Judge Lehrburger Recommends Deferring Claim Construction Until Full Record is “Graspable”

What does it mean for a handle of a massage device to be “graspable”?  We do not yet know.  In Therabody, Inc. v. Tzumi Electronics LLC, No. 21-CV-7803, 2022 BL 425916 (S.D.N.Y. Nov. 28, 2022), Magistrate Judge Lehrburger rejected one possible answer to that question, and deferred answering the question definitively until completion of the parties’ briefing on construction of the relevant patent claims.

As relevant here, Plaintiff Therabody alleges that massage devices sold by Defendant Tzumi infringe on four of Therabody’s patents.  Id. at *1–2, *10.  Those patents have claims that include “grasping” limitations.  For example, one claim is directed to a “method of using a percussive massage device” that requires “grasping [a] first handle portion, massaging a first body part, grasping [a] second handle portion and massaging the first body part, and grasping [a] third handle portion and massaging the first body part.”  Id. at *3.

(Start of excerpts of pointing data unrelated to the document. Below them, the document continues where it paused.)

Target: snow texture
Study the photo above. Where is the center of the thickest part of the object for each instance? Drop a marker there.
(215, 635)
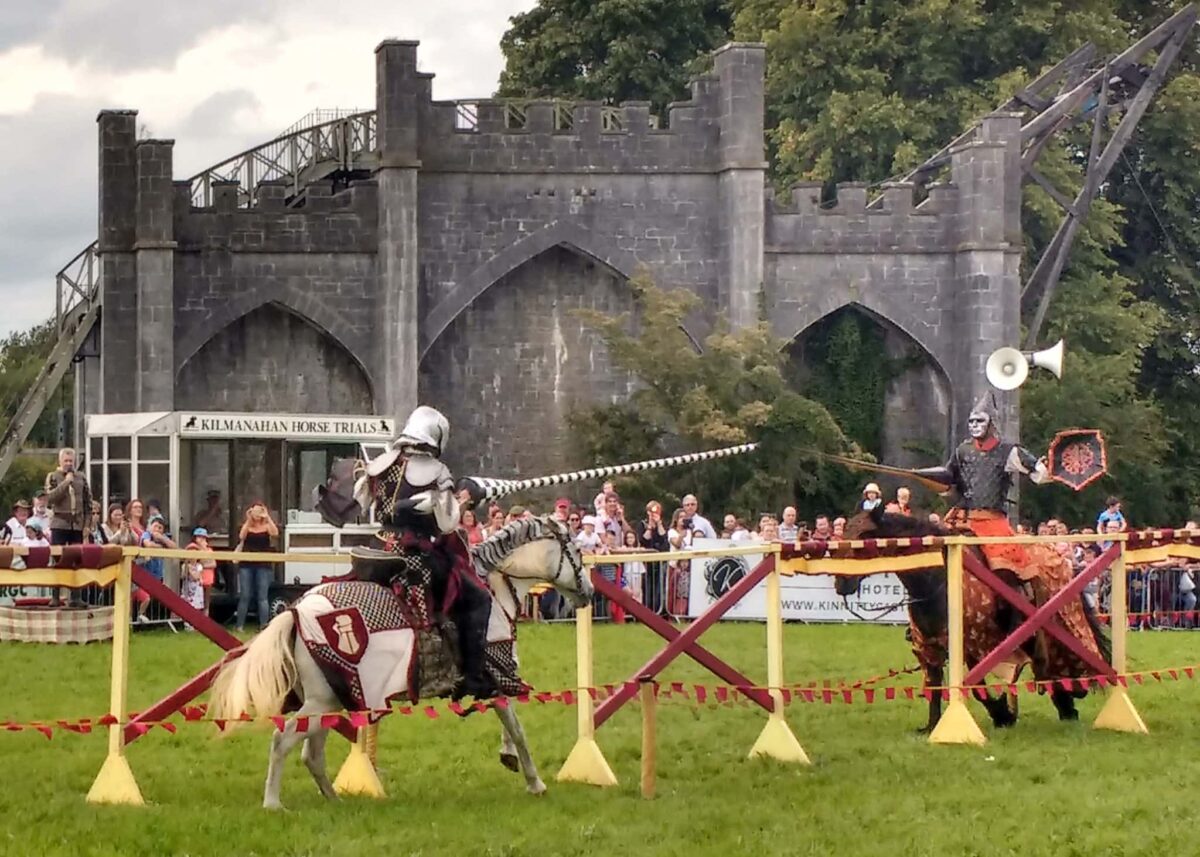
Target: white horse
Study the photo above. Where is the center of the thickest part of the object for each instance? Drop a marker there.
(277, 663)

Tzumi moved for partial summary judgment, asserting that its massage devices are non-infringing because only two handles of its devices, as opposed to three, are “graspable.”  Id. at *10.  Tzumi based that assertion on its proposed claim construction: that a handle is “graspable” only if it is “of a length sufficient for a person with a large hand to firmly and comfortably grip each handle portion with at least three to four fingers extending through the opening.”  Id.

Judge Lehrburger recommended denying Tzumi’s motion for partial summary judgment.  Id. at *13.  As an initial matter, the court noted that the motion was premature because “the cases where summary judgment has been found appropriate before discovery typically are those in which the claim construction advanced by the movant was supported entirely by the intrinsic evidence . . . and in which there were no factual disputes.”  Id. at *15.  But Tzumi’s proposed construction was not “indisputably established by the intrinsic evidence provided,” and Therabody “affirmatively reject[ed] Tzumi’s claim construction, while also pointing out the existence of factual disputes even if that claim construction were accepted.”  Id.

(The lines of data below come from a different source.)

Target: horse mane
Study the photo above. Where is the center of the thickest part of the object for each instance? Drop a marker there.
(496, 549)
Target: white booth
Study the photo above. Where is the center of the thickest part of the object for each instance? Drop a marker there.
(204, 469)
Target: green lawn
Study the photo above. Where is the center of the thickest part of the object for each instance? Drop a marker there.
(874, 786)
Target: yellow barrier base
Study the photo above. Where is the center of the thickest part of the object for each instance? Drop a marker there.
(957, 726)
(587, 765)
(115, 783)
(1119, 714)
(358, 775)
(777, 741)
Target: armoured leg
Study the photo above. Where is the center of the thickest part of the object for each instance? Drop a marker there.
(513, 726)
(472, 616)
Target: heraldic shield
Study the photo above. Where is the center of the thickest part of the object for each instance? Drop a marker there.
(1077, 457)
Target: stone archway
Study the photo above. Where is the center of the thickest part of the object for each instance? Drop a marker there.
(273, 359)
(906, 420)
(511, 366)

Next, the court rejected Tzumi’s proposed claim construction.  Id. at *16–27.  The court reasoned that Tzumi had not “put forward any evidence that the ordinary and customary meaning of ‘grasping’ a handle to a person of ordinary skill in the art” matched the proposed construction.  Id. at *16.  The court added that Tzumi’s proposed construction (i) would result in independent claims that are narrower than the dependent claims, (ii) improperly imported limitations from the specifications, and (iii) was not compelled by the patents’ prosecution history.  Id. at *17–27.

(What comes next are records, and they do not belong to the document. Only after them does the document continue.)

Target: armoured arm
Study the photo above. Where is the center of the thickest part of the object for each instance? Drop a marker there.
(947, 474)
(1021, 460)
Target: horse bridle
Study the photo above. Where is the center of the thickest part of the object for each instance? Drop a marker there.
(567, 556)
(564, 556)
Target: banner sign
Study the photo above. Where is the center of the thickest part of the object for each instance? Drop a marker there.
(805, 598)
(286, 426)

Judge Lehrburger concluded that the court should defer construing the grasping limitations until completion of claim construction.  Id. at *27.  He explained that “construing terms in fifteen claims on the current record and briefing, only to revise its construction, w[ould] not serve to advance the case.”  Id. at *28.

The district judge’s decision regarding the report and recommendation is pending.